Seis anos atrás, alguns lutadores abriram um processo coletivo conta o UFC, que vem percorrendo lentamente o sistema judiciário federal americano. Os lutadores querem contratos mais curtos e uma proporção maior da receita do UFC, entre outras coisas.

Em uma audiência sobre o caso no ano passado, uma apresentação financeira da Endeavor foi incluída entre as provas e revelava que os potenciais investidores fazem perguntas frequentes sobre a remuneração dos lutadores, um custo que poderia disparar caso o UFC perca o processo.

Donald Trump aplaude discurso de Dana White em evento do Partido Republicano
Donald Trump aplaude discurso de Dana White em evento do Partido Republicano - Jim Watson - 20.fev.20/AFP

Poucos dias depois que o UFC foi vendido à Endeavor, White discursou na convenção nacional do Partido Republicano em apoio ao indicado do partido para a presidência, Donald Trump, uma decisão pela qual ele enfrentou oposição dentro de sua empresa.

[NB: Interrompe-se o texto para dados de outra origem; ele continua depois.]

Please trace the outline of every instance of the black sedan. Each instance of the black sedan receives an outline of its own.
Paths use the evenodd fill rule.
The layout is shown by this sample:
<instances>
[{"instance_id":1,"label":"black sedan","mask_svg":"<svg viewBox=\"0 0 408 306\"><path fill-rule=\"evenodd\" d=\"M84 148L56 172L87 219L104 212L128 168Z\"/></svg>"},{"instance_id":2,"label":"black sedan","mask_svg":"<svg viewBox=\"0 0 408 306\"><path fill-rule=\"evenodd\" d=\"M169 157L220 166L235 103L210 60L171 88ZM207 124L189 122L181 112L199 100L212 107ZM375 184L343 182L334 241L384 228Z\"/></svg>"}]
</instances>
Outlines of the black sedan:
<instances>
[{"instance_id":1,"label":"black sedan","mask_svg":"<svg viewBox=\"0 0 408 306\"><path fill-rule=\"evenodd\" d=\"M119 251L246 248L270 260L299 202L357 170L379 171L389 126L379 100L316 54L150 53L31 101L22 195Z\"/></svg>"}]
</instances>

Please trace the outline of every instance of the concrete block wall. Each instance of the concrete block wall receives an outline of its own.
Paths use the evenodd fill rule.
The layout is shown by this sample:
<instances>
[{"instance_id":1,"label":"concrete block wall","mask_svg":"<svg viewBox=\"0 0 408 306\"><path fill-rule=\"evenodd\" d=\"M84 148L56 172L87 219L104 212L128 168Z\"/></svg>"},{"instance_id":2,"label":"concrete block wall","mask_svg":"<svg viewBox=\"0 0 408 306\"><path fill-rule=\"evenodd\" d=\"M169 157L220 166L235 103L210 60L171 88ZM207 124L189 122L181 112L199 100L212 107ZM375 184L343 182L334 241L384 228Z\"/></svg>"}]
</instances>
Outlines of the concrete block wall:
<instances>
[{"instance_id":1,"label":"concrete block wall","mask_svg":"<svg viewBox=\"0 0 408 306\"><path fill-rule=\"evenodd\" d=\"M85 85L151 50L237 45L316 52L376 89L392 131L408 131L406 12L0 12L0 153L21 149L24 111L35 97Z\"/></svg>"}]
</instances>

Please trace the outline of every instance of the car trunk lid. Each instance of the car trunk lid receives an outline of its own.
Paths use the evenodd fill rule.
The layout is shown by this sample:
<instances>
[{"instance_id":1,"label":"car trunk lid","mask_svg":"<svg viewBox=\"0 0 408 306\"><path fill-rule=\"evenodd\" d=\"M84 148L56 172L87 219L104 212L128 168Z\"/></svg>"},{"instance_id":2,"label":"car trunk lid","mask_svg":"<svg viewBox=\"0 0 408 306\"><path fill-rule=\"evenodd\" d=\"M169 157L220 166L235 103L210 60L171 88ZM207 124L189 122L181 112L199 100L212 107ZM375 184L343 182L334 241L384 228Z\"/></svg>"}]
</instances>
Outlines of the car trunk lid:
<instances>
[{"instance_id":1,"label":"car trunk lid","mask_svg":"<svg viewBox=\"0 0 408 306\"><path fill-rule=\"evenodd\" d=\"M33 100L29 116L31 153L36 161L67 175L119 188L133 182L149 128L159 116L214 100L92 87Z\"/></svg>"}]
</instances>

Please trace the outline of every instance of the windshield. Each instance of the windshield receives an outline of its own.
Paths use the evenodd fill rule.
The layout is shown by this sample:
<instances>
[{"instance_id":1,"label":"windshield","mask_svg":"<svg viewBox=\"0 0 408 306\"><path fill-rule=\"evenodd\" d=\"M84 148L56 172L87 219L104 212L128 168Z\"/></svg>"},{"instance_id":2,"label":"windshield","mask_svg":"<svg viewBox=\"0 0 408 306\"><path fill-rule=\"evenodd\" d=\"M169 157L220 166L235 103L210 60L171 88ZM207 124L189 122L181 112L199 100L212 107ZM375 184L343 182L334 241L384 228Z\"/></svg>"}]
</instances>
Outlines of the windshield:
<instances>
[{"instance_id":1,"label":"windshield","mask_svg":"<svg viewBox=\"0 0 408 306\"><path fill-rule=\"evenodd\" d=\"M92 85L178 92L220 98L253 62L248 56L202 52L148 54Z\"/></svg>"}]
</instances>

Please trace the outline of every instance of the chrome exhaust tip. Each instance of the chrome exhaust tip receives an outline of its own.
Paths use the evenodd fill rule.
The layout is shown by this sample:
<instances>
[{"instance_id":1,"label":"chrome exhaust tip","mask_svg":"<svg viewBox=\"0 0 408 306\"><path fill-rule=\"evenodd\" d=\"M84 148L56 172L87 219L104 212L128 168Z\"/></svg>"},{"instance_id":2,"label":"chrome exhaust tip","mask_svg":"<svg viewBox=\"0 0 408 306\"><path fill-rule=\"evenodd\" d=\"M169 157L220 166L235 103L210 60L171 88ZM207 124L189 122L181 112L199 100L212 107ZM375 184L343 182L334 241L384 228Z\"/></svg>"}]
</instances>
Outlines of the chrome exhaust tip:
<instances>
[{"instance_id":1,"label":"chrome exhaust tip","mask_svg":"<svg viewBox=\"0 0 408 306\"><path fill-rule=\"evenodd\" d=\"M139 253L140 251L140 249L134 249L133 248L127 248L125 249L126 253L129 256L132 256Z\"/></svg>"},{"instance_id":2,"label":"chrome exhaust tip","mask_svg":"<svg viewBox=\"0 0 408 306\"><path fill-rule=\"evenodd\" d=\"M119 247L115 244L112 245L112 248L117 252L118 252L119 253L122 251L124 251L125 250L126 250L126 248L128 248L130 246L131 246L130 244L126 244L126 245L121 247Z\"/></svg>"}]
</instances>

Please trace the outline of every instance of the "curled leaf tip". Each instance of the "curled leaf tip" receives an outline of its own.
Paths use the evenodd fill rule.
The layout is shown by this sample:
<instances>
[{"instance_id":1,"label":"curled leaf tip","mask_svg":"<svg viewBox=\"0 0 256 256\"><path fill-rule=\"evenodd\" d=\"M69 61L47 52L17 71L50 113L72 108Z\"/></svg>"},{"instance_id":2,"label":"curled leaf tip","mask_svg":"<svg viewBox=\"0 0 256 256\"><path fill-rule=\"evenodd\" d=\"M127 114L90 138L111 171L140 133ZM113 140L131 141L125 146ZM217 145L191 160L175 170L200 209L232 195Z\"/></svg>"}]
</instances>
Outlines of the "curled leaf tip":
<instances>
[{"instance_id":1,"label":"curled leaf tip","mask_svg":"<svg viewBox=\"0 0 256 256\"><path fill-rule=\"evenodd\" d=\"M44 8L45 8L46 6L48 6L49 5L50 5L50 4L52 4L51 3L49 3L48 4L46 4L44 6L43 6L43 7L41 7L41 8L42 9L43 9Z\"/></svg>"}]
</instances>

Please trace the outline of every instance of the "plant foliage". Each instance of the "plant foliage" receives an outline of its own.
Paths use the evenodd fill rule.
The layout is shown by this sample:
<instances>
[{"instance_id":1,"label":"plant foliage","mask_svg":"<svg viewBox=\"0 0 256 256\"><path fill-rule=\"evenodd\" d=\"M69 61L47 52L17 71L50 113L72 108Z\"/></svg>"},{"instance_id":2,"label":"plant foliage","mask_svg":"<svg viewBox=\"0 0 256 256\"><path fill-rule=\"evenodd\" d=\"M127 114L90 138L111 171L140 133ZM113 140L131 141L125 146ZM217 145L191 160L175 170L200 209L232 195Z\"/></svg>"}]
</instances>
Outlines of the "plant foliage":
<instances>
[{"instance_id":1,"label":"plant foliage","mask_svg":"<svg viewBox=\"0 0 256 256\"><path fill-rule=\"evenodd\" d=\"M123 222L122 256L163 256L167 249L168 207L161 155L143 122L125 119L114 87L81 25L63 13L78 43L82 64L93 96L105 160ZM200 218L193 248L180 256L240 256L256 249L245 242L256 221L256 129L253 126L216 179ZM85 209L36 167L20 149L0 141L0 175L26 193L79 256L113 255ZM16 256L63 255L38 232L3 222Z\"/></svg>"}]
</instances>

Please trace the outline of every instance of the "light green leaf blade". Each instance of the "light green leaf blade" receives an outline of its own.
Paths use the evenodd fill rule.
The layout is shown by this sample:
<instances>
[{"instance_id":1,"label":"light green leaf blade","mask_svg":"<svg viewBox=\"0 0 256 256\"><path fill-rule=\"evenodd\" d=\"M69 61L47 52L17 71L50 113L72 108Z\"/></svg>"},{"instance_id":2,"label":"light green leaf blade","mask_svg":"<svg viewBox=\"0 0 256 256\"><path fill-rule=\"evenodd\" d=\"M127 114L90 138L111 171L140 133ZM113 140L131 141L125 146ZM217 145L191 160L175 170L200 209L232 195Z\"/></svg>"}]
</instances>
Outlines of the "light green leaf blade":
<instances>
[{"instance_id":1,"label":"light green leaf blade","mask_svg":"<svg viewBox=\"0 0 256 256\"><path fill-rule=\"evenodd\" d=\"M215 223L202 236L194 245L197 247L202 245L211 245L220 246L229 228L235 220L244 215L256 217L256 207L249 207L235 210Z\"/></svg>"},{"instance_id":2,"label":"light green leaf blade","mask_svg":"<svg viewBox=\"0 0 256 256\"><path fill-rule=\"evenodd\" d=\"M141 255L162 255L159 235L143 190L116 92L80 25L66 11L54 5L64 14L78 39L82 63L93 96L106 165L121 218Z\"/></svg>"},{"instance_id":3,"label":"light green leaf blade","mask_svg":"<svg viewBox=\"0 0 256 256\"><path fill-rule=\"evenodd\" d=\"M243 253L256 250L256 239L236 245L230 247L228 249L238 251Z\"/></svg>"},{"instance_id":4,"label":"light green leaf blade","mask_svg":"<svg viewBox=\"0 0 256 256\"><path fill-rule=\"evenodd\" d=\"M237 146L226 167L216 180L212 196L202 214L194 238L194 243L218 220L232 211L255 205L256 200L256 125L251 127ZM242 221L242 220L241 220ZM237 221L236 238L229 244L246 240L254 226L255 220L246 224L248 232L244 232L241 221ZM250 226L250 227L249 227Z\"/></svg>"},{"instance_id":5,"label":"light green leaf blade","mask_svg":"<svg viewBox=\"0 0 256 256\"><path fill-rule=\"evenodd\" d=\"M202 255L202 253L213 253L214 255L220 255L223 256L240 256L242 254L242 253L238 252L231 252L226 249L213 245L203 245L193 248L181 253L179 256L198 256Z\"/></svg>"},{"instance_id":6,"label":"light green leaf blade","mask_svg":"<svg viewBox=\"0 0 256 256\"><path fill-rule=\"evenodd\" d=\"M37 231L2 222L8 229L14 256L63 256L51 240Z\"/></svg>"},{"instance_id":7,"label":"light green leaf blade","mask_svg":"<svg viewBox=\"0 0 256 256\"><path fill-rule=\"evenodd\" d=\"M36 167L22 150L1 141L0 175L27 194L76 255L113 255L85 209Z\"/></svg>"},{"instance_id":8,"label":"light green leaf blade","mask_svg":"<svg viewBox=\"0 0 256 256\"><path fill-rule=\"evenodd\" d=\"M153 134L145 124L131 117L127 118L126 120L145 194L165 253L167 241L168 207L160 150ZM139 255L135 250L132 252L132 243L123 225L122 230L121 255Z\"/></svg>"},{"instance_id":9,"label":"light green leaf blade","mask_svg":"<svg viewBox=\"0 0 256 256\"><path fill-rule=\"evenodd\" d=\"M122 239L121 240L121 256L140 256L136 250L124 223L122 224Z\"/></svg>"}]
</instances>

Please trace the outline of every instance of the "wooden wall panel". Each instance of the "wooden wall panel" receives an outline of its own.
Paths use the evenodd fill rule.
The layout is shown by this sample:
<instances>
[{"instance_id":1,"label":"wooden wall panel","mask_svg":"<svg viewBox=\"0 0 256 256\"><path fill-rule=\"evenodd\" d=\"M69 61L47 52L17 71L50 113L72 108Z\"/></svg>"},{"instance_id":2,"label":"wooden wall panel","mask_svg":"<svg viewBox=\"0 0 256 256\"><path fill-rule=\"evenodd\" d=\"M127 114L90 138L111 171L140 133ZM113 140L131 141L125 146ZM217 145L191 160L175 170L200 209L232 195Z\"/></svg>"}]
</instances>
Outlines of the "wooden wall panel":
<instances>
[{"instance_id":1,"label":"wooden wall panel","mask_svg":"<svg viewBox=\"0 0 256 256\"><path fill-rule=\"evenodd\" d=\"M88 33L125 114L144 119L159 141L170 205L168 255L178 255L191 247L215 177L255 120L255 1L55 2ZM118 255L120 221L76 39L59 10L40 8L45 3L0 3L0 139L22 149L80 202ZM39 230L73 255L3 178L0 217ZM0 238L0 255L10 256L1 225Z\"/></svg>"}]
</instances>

“Eu disse que aquilo era uma má ideia e que não queríamos nos envolver em política”, disse Lawrence Epstein, vice-presidente de operações do UFC. “Queremos que todo mundo seja fã do UFC."

O primeiro evento do UFC na gestão de White foi realizado no Trump Taj Mahal, de Atlantic City, em 2001, quando o esporte ainda era proibido em muitos estados. White queria mostrar lealdade ao seu velho amigo, e pouco importavam as consequências. “Ele é um cara que vive de acordo com seu código pessoal”, disse Epstein.

Em novembro, o presidente Trump assistiu ao UFC 244 de um camarote imaculado no Madison Square Garden e entrou no ginásio acompanhado por White. Durante a pandemia, White faz parte do painel apontado por Trump para discutir como reaquecer a economia.

Um executivo esportivo que siga os moldes tradicionais das ligas de esportes profissionais dos Estados Unidos não teria discursado em uma convenção política ou forçado um parceiro televisivo à embaraçosa decisão de ameaçar cancelar a transmissão de um evento dias antes da data marcada para sua realização.

Dana White, para o bem e para o mal, não é um desses executivos. Nunca foi e nunca será.

Mas, na opinião das pessoas que importam, ele é o futuro do UFC.

“Inequivocamente, jamais teríamos comprado o UFC se Dana não tivesse concordado com antecedência em ficar no posto”, disse Shapiro. Ele não quis falar sobre a assinatura de uma extensão de contrato por White, que pode ter acontecido recentemente, mas disse que esperava que o executivo “continuasse a ser o presidente do UFC por muito tempo no futuro”.